Christine Ohuruogu already knows what is required to become a world champion and a promising lane draw for the final of the women’s 400m in Moscow gives her a great chance of repeating the feat.
This is one of six finals on day three of the World Athletics Championships and we have picked our six winners, which combine to make a 145/1 accumulator.
There is no British interest here as Steve Lewis will not have the chance to improve on finishing fifth in the Olympics after failing to clear a single height in qualifying.
However, he would have struggled to beat Olympic gold medallist Renaud Lavillenie in any case. The Frenchman, who was one of only two men to clear 5.65m in qualifying, has achieved the six highest leaps in the world this year including a 6.02m clearance and will be spurred on by missing out on gold at the World Championships twice before.
Valerie Adams is arguably the biggest banker of the whole meeting in Moscow, more so than even Usain Bolt or Mo Farah.
Her personal best is virtually 1m further than anyone else in the field, she has thrown substantially further than anyone else this year and dominated qualifying.
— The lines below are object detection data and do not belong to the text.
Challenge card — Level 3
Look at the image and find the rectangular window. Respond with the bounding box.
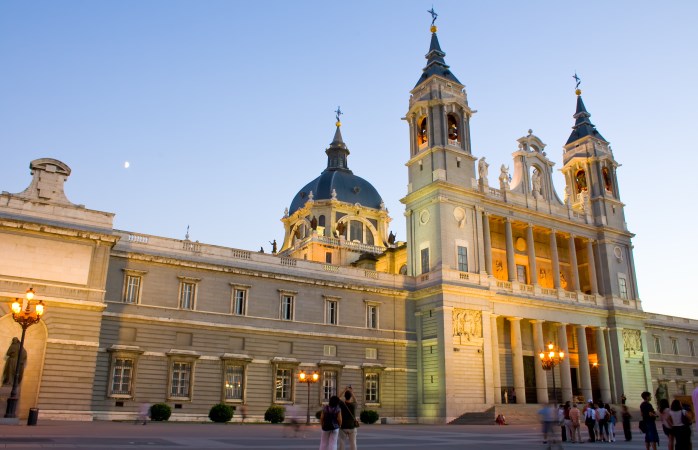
[124,275,141,303]
[233,289,247,316]
[366,305,378,329]
[322,370,337,402]
[618,277,628,300]
[325,300,339,325]
[516,264,527,284]
[458,245,468,272]
[111,358,133,395]
[421,248,429,274]
[364,373,379,403]
[179,282,196,309]
[225,364,245,400]
[274,369,292,402]
[281,295,294,320]
[170,361,191,398]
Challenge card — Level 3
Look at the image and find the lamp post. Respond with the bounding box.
[538,342,565,403]
[5,288,44,419]
[298,370,320,425]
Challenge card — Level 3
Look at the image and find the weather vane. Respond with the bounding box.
[427,5,439,27]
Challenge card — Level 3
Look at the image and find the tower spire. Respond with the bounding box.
[325,106,351,173]
[415,7,461,86]
[567,72,608,144]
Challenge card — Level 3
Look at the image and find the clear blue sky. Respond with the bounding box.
[0,0,698,318]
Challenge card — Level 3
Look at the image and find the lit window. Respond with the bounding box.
[322,370,337,402]
[421,248,429,274]
[366,348,378,359]
[281,294,295,320]
[364,372,380,403]
[224,363,245,401]
[325,300,339,325]
[170,361,191,398]
[233,286,249,316]
[366,303,378,329]
[618,277,628,300]
[111,357,134,396]
[458,245,468,272]
[178,277,201,309]
[274,368,293,402]
[124,275,142,303]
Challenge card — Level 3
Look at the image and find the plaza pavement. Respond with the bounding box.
[0,419,652,450]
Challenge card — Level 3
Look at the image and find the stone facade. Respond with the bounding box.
[0,28,698,423]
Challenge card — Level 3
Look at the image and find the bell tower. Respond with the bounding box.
[402,14,477,275]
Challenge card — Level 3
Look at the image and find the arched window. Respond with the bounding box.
[448,114,460,144]
[417,117,429,146]
[574,170,587,194]
[601,167,613,192]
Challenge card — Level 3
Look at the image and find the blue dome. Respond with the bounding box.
[289,169,383,214]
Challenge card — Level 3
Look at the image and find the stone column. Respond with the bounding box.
[482,213,494,276]
[532,320,548,404]
[577,325,591,401]
[490,314,502,404]
[526,223,540,284]
[557,323,572,402]
[550,229,560,289]
[569,234,579,292]
[509,317,526,404]
[587,239,599,295]
[504,217,516,281]
[596,327,613,403]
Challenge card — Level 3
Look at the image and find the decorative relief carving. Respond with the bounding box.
[453,308,482,341]
[623,330,642,354]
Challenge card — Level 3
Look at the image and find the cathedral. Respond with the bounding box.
[0,17,698,423]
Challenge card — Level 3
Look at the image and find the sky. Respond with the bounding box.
[0,0,698,319]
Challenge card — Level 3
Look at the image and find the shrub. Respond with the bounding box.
[264,405,286,423]
[359,409,379,425]
[150,403,172,422]
[208,403,233,423]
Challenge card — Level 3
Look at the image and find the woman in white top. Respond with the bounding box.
[669,400,692,450]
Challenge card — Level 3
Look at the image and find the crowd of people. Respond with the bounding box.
[536,388,698,450]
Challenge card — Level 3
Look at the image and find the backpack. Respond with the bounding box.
[321,406,339,431]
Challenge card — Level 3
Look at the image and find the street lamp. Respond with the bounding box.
[5,288,44,419]
[538,342,565,403]
[298,370,320,425]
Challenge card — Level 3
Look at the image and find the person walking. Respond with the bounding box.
[320,395,342,450]
[640,391,659,450]
[570,403,583,444]
[584,400,596,442]
[339,386,358,450]
[620,405,633,441]
[657,398,674,450]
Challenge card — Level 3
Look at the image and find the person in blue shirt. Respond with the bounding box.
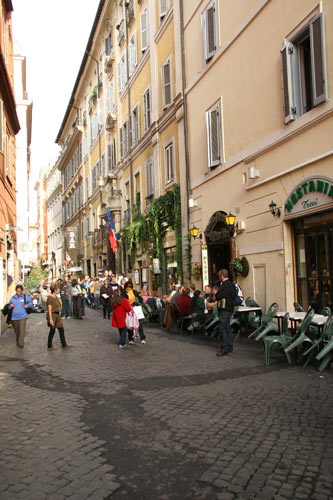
[9,285,33,348]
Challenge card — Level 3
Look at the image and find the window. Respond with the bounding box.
[106,78,114,113]
[0,99,3,153]
[162,61,171,109]
[117,53,127,92]
[107,139,116,172]
[140,7,149,52]
[128,31,138,75]
[146,159,154,197]
[105,27,113,56]
[131,105,140,145]
[202,0,217,62]
[158,0,168,19]
[164,142,175,184]
[206,105,222,168]
[143,89,151,132]
[281,14,327,123]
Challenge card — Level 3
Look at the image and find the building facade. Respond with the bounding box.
[46,165,63,280]
[31,169,48,269]
[56,0,184,289]
[14,45,32,281]
[0,0,20,312]
[184,0,333,311]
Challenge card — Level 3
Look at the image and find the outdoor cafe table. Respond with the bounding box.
[275,311,328,335]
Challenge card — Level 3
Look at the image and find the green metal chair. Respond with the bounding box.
[316,339,333,372]
[200,306,219,336]
[230,306,241,342]
[263,313,291,366]
[249,302,279,341]
[245,297,260,330]
[303,314,333,369]
[284,309,314,353]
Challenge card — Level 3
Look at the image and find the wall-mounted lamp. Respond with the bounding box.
[190,226,202,240]
[268,200,281,217]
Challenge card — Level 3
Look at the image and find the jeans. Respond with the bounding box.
[73,295,82,319]
[127,319,146,341]
[12,318,27,347]
[219,310,233,352]
[94,292,101,309]
[118,328,126,345]
[103,299,111,319]
[47,326,67,347]
[61,299,71,318]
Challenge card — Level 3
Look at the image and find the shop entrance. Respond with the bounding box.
[208,240,231,285]
[294,212,333,313]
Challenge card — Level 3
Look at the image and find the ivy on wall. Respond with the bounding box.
[120,184,183,286]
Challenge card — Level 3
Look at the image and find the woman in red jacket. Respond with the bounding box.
[111,290,132,349]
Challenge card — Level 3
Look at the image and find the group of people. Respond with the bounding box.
[8,269,243,356]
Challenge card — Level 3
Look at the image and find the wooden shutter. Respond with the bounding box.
[140,9,148,52]
[162,62,171,108]
[206,107,221,168]
[203,2,216,61]
[281,42,296,123]
[160,0,168,17]
[310,14,326,106]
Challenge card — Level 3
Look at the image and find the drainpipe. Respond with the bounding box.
[179,2,191,279]
[123,1,134,219]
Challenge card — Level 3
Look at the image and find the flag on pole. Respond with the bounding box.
[106,207,118,253]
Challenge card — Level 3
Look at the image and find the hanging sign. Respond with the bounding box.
[284,176,333,218]
[201,245,209,287]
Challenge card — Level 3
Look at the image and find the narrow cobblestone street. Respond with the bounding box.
[0,310,333,500]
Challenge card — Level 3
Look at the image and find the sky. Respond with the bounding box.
[12,0,99,180]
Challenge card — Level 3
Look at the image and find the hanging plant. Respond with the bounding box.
[192,264,202,281]
[120,184,183,286]
[230,257,243,275]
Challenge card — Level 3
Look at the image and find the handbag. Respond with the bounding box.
[24,294,32,314]
[133,306,145,319]
[125,311,135,330]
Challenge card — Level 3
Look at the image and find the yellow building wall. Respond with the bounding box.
[157,20,176,114]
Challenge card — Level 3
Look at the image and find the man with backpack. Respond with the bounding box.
[215,269,238,356]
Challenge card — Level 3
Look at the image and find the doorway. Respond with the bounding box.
[208,239,231,285]
[295,216,333,313]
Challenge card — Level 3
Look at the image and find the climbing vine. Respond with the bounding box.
[120,184,183,286]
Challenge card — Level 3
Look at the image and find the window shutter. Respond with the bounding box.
[206,108,221,168]
[310,14,326,106]
[140,9,148,52]
[207,5,216,57]
[162,62,171,108]
[281,42,296,123]
[160,0,168,17]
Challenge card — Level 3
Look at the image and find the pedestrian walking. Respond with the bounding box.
[100,280,113,319]
[215,269,235,356]
[111,290,132,349]
[94,278,102,309]
[46,283,72,351]
[72,280,82,319]
[132,289,149,344]
[9,285,33,349]
[60,281,72,318]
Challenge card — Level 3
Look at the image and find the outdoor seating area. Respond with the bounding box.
[164,297,333,372]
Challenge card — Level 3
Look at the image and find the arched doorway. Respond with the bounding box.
[205,211,232,285]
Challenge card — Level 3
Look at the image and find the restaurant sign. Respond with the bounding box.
[284,176,333,218]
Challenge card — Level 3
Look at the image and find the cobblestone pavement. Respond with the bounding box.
[0,310,333,500]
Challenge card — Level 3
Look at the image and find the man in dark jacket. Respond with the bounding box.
[216,269,235,356]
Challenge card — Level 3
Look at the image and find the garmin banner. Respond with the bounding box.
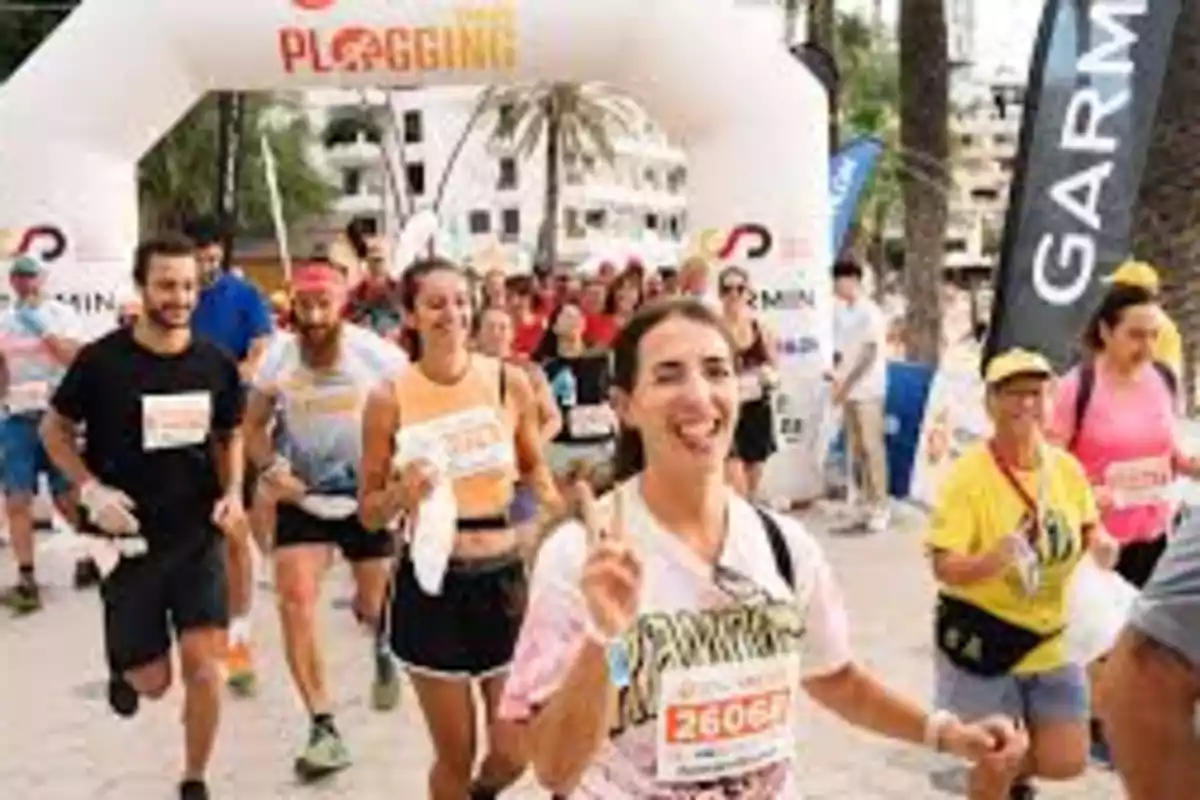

Based on the fact that he is unbeaten in 12 events this year, threw the furthest in qualifying and is the reigning Olympic champion, Krisztian Pars is a fair price to win the hammer at 4/9.
However, Sergey Litvinov is another of only four throwers to exceed 80m this year and has thrown a season’s best in the last month to suggest he is coming into form at the right time.
In a race that looks almost 50/50 between Ohuruogu and Amantle Montsho, the Brit has to be backed as the value selection.
She is running into form at just the right time too and lane four is an ideal draw for Ohuruogu, given that her two main challengers Montsho and America’s Francena McCorory are in the two lanes directly outside her to help her manage a perfect race pace.
All of the four Americans have claims, but David Oliver is a worthy favourite after clocking the fastest time in qualifying to reach the semi finals and being responsible for the quickest time of the year so far.
With each-way bets paying 1/3 of the odds for the top two, US trial winner Ryan Wilson looks overpriced at 33/1, while Frenchman Thomas Martinot-Lagarde (16/1) could be a surprise medallist.
With 12 women running below 11secs this year, this is wide open and it may be worth taking on 8/11 favourite Shelly-Ann Fraser-Pryce despite her proven championship pedigree.
Blessing Okagbare has already been busy in Moscow taking second in the long jump, but she beat Fraser-Pryce recently and can become Africa’s first female medallist in a 100m or 200m at a World Championships.
All Odds and Markets are correct as of the date of publishing.